Machine learning (ML) has grown a lot. Powerful computer models and training methods help. But even big language models have trouble learning new things over time. This is called continual learning. It means a model can learn new skills without forgetting old ones.
The human brain is great at learning. It changes to learn from new experiences. This is like neuroplasticity. Without it, we only remember what's happening right now. Current language models are similar. They only know what fits in their text window or what they learned before.
If you just keep updating a model with new data, it often forgets old tasks. This is called catastrophic forgetting. Some try to fix this with different model parts or training rules. But we have treated the model's structure and its training rules as separate. This stops us from making a smart, efficient learning system.
Our paper, \u0022Nested Learning: The Illusion of Deep Learning Architectures\u0022, introduces Nested Learning. It connects model structure and training. Nested Learning sees an ML model as many small learning problems. These problems work together and are trained at the same time. We say the model's structure and training rules are the same idea. They are just different levels of learning. Each level has its own information flow and update speed. Nested Learning helps us design better AI. It lets us build learning parts with more depth. This helps stop catastrophic forgetting.
We tested Nested Learning with a special model called \u0022Hope\u0022. It learns language well. It also remembers longer text better than other top models.
The Nested Learning Idea
Nested Learning shows that a complex ML model is really a group of learning problems. These problems fit inside each other or work side-by-side. Each problem uses its own information to learn. This is its context flow.
This means current deep learning methods just shorten their information flow. More importantly, Nested Learning shows a new way to design models. We can build learning parts with more depth.
Think about how we remember things. We link one thing to another. For example, seeing a face might help us remember a name. This is associative memory.
- We show that training, like backpropagation, can work like associative memory. The model learns to link data to its error. This error shows how surprising the data was.
- Other studies also show this. For example, parts of models like the attention in transformers can be seen as simple associative memory. They learn how words in a sentence relate to each other.

The brain's steady structure and different learning speeds are key to how humans learn over time. Nested Learning lets each part of the brain learn at different speeds. It shows that models like transformers and memory modules are just layers that update at different speeds.
We can set an update speed for each part. This means how often a part's settings are changed. This helps us order the learning problems into levels. This order is the main idea of Nested Learning.
Using Nested Learning
The Nested Learning idea gives us clear ways to make current methods and models better:
Smart Trainers
Nested Learning sees trainers, like momentum trainers, as memory modules. This lets us use ideas from memory studies for trainers. Many trainers use simple dot-product. This measures how similar two things are. But it doesn't show how different data points relate. By changing the trainer's goal to a standard loss metric, like L2 regression loss, we can create new versions of concepts like momentum. These new versions handle messy data better.

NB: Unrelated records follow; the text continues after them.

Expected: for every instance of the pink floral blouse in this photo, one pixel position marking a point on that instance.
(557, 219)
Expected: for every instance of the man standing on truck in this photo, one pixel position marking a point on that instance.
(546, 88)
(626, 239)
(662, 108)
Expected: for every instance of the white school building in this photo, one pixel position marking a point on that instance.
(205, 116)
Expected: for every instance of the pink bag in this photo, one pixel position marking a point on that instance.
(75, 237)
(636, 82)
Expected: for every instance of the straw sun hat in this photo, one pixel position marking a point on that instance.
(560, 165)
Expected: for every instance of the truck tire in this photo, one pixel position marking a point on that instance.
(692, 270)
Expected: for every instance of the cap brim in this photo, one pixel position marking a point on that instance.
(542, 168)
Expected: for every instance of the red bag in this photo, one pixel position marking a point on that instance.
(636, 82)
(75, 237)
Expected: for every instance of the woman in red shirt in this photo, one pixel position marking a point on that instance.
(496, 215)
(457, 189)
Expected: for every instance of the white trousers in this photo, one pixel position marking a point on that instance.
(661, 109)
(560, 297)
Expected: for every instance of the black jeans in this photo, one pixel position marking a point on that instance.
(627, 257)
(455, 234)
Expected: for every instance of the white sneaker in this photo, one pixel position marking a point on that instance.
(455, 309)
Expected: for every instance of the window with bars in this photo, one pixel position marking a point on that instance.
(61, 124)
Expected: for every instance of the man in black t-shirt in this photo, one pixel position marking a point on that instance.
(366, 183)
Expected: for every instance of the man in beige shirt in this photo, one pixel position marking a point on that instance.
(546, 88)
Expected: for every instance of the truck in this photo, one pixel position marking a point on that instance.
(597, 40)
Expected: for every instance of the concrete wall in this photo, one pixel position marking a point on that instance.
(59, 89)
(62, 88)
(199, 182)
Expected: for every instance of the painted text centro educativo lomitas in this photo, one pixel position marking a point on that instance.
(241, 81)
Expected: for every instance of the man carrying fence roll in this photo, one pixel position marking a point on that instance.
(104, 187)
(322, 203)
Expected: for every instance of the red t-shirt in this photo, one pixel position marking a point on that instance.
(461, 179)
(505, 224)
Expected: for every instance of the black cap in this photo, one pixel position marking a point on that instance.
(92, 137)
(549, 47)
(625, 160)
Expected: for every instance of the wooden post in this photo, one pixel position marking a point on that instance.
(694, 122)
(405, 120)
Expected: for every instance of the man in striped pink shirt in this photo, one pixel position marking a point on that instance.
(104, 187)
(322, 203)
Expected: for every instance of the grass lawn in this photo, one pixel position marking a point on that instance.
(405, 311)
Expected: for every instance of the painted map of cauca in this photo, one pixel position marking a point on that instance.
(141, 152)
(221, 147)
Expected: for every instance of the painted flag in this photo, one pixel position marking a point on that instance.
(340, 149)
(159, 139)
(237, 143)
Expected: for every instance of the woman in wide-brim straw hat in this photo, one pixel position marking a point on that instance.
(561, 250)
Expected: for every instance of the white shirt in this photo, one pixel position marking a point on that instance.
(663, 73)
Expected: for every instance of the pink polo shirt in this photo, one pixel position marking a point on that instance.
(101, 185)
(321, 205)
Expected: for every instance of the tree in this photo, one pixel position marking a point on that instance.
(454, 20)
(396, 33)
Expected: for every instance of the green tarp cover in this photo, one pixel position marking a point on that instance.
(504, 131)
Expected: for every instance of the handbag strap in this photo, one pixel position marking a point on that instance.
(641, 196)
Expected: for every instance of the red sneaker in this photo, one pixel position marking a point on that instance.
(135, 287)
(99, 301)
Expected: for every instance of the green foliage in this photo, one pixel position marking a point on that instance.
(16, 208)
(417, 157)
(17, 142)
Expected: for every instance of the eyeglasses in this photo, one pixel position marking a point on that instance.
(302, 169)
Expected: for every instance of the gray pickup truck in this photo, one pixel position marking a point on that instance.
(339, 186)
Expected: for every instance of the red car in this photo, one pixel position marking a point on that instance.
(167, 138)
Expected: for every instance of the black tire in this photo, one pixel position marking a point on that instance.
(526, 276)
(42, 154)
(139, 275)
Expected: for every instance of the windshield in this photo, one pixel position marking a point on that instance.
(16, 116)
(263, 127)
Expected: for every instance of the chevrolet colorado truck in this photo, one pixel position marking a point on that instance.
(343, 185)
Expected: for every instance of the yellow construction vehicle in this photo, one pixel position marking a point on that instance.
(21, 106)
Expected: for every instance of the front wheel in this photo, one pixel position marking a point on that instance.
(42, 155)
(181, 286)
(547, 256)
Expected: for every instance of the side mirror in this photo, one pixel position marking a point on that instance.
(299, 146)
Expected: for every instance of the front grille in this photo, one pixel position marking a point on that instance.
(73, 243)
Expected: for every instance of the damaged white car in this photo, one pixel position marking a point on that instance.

Memory Systems That Work Together
In a standard Transformer, the model remembers recent text. This is short-term memory. The feedforward neural networks remember old knowledge. This is long-term memory. Nested Learning makes this idea bigger. It creates a "continuum memory system" (CMS). Memory is now a range of modules. Each module updates at its own speed. This makes a better memory system for learning over time.
Hope: A Model That Changes Itself
We built a test model called Hope. It uses Nested Learning. Hope is based on the Titans model. Titans models are good at remembering things. They rank memories by how surprising they are. But they only update their settings twice. Hope is a self-changing model. It can learn in many ways. It also uses CMS blocks. This helps it handle longer text. It can improve its own memory by looking back at itself. This creates a model that can learn over and over.
Tests
We ran tests to see if our smart trainers work well. We also checked how Hope performed on language tasks, long-text tasks, learning new things, and using knowledge. You can find all the results in our paper.
Results
Our tests show that Nested Learning, continuum memory systems, and self-changing Titans are powerful. Hope learned language and solved common-sense problems better than other modern models.

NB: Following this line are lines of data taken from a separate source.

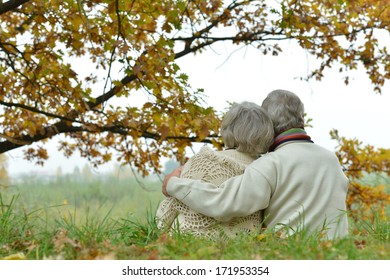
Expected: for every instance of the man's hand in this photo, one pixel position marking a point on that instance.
(175, 173)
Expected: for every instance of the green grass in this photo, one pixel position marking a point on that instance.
(112, 218)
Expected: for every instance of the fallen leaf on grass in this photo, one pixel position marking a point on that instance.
(17, 256)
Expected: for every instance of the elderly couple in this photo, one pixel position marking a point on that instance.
(270, 174)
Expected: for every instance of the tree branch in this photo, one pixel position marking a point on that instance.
(10, 5)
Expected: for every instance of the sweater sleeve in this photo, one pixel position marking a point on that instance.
(237, 197)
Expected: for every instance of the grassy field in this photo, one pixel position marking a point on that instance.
(110, 217)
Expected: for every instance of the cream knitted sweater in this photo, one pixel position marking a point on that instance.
(213, 167)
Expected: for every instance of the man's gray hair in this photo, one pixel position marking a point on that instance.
(285, 109)
(247, 128)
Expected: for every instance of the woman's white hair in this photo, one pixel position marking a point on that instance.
(285, 109)
(247, 128)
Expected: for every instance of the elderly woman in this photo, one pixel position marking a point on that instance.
(247, 132)
(300, 185)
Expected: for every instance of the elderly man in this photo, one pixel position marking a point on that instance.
(298, 184)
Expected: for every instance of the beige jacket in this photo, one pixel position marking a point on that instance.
(299, 185)
(215, 168)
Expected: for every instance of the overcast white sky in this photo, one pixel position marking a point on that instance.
(355, 110)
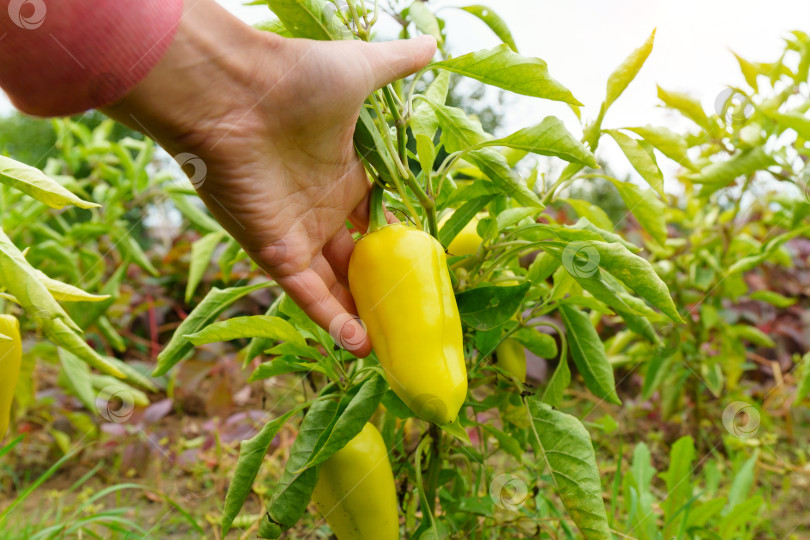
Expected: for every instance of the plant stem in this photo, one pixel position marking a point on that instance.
(376, 211)
(433, 467)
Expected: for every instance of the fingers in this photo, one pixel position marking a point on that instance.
(393, 60)
(310, 292)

On many language and common-sense tasks, the Hope model had lower perplexity and higher accuracy. This was better than current recurrent models and standard transformers.

Here is a comparison of how different models performed. We looked at language learning (perplexity; left) and common-sense solving (accuracy; right). Hope did better than Titans, Samba, and a basic Transformer.
Hope also showed better memory skills on long-text tasks. This proves that CMSs are a good way to handle long pieces of information.

Here, we compare how models did on long-text tasks. Hope and Titans did better than TTT and Mamba2. We tested tasks with easy, medium, and hard difficulty.
Conclusion
Nested Learning is a new way to think about deep learning. It treats model structure and training as one system. This system has many learning problems nested together. This opens up new design options with many layers. Models like Hope show that combining these parts well can create better and more efficient learning methods.
We think Nested Learning can help close the gap. Current models forget things easily. The human brain learns continuously. We are excited for others to explore this new area. Together, we can build smarter AI that keeps learning.